Complete copy-paste recipe — pull the container, pull this model, pull the DFlash drafter (fresh), then serve with the validated flags. The image ENTRYPOINT is /bin/bash, so docker run overrides it with --entrypoint vllm. DFlash needs BF16 KV — leave --kv-cache-dtype unset.

bash

# 1. Pull the AEON vLLM Ultimate container (vLLM 0.23.0 sm_121a from-source + PR #44389 NVFP4-KV
# + PR #40898/#41703 DFlash fixes + DFlash high-concurrency fix).
# :latest = :2026-06-18-v0.23.0-dflashfix; rollback :2026-06-11-pr41703.
docker pull ghcr.io/aeon-7/aeon-vllm-ultimate:latest
# 2. Download this model (fresh).
huggingface-cli download AEON-7/Qwen3.6-27B-AEON-Ultimate-Uncensored-Multimodal-NVFP4-MTP \
--local-dir ./aeon-model
# 3. Download the z-lab DFlash drafter (fresh — pull every time).
huggingface-cli download z-lab/Qwen3.6-27B-DFlash \
--local-dir ./aeon-drafter
# 4. Serve — DFlash@12 on the NVFP4 (modelopt) body, vision tower preserved.
docker run --gpus all --ipc host --network host \
-e VLLM_NVFP4_GEMM_BACKEND=flashinfer-cutlass \
-e VLLM_USE_FLASHINFER_MOE_FP4=0 \
-e VLLM_USE_FLASHINFER_SAMPLER=1 \
-v ./aeon-model:/model:ro \
-v ./aeon-drafter:/drafter:ro \
--entrypoint vllm \
ghcr.io/aeon-7/aeon-vllm-ultimate:latest \
serve /model \
--quantization modelopt \
--trust-remote-code \
--mamba-cache-dtype float16 \
--mamba-block-size 256 \
--max-model-len 262144 \
--max-num-seqs 32 \
--max-num-batched-tokens 16384 \
--gpu-memory-utilization 0.85 \
--enable-chunked-prefill \
--enable-prefix-caching \
--reasoning-parser qwen3 \
--tool-call-parser qwen3_coder \
--enable-auto-tool-choice \
--limit-mm-per-prompt '{"image":4,"video":2}' \
--mm-encoder-tp-mode data \
--speculative-config '{"method":"dflash","model":"/drafter","num_speculative_tokens":12}'

num_speculative_tokens=12 is the validated DFlash setting for this NVFP4 body.

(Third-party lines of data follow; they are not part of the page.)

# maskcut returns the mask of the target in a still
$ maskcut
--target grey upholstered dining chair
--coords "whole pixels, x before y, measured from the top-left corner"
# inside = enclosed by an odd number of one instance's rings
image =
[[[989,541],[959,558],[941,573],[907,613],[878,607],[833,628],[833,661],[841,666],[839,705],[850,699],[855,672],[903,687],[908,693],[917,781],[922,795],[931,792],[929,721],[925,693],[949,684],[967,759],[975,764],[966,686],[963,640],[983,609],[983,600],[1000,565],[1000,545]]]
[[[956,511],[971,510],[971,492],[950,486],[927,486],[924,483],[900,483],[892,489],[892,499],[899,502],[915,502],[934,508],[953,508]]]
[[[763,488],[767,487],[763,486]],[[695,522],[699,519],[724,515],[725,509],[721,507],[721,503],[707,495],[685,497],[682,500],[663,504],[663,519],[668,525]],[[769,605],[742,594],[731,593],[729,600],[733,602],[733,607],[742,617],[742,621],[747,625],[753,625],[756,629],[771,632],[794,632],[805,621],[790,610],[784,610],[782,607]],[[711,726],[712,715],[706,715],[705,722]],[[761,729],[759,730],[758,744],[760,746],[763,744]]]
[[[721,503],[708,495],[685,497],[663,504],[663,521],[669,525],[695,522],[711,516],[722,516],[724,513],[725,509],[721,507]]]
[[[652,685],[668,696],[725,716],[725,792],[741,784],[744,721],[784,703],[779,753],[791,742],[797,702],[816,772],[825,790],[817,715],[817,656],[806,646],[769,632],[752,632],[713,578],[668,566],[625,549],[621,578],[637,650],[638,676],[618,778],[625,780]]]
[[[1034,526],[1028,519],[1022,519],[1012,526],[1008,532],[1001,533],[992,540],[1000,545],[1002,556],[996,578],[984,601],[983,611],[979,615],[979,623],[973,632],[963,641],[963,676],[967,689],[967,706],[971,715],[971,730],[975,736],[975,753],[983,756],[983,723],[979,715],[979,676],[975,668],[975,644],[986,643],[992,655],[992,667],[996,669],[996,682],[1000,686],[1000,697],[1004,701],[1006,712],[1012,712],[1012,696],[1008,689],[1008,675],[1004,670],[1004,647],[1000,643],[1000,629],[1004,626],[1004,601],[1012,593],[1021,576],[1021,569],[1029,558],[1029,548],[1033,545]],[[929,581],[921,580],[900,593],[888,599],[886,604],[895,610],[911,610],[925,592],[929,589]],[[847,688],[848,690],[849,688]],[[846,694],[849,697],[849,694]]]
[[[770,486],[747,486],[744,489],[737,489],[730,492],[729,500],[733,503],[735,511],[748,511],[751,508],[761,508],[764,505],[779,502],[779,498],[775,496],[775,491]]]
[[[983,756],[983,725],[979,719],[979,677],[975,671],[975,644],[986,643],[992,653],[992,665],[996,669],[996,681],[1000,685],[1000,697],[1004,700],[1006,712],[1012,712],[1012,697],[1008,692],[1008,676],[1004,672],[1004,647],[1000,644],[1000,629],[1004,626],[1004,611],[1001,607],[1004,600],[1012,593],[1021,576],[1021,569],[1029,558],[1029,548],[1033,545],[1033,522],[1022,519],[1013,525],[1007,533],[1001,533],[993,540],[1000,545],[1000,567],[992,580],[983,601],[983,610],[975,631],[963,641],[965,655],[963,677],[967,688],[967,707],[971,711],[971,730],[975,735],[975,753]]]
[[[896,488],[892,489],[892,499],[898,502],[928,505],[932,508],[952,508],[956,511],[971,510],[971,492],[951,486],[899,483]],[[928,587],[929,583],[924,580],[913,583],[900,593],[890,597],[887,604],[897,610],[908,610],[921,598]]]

On dedicated-VRAM Blackwell you can swap to the model's native grafted MTP head with --speculative-config '{"method":"qwen3_5_mtp","num_speculative_tokens":3}' (see hardware routing). Full flag reference, env vars, and BF16 / dedicated-GPU examples are in Usage below; deployment & compose configs live in the GitHub repo.

Variants

Table
FormatSizeUse case
BF1651 GBFull-precision reference weights (A100/H100 80 GB, RTX PRO 6000 96 GB, multi-GPU, fine-tuning)
NVFP4 (compressed-tensors + DFlash)26 GBDGX Spark / GB10 — production validated with DFlash speculative decoding. Unified ghcr.io/aeon-7/aeon-vllm-ultimate:latest container.
Multimodal-NVFP4-MTP (this repo)27 GBHigh-bandwidth dedicated GPUs (RTX 5090, RTX PRO 6000, B100/B200) with MTP speculative decoding via the model's native mtp.* head. modelopt format, --quantization modelopt. Vision tower preserved.
Text-NVFP4-MTP20 GBSame as this repo but with vision tower stripped. Smaller footprint for text-only deployments on tighter VRAM.

What this is

This is the modelopt-format NVFP4 variant with MTP speculative decoding, multimodal-preserved, of AEON-7/Qwen3.6-27B-AEON-Ultimate-Uncensored-BF16 — the lossless abliteration of Qwen 3.6 27B (KL 0.000492 vs base, 0/100 refusals, multimodal preserved, hybrid GDN-aware quantization).

Specifically:

  • Body quantized to NVFP4 via nvidia-modelopt 0.43.0 with NVFP4_DEFAULT_CFG. This is the modelopt compressed-tensors format that vLLM serves through --quantization modelopt (different code path from the -NVFP4 sibling release which uses --quantization compressed-tensors).
  • Linear-attn / GatedDeltaNet layers preserved BF16 (432 keys across 48 GDN layers). NVFP4 quantization on Mamba/SSM state collapses the recurrence; modelopt's *linear_attn.conv1d* ignore plus our explicit *linear_attn* exclude keeps these intact.
  • Vision tower preserved BF16 (333 keys), in the correct model.visual.* layout. The vision weights are intact and unquantized; runtime multimodal inference has not yet been validated on this 27B variant (GPU validation window pending) — do not assume image inference is confirmed working.
  • MTP head grafted from the base Qwen/Qwen3.6-27B checkpoint (15 tensors, BF16). The base contains MTP heads but Qwen3_5ForConditionalGeneration.from_pretrained drops them during loading; the lna-lab pipeline pattern (which this build follows) explicitly grafts them back into the quantized output, giving vLLM a working drafter for --speculative-config '{"method":"qwen3_5_mtp",...}'.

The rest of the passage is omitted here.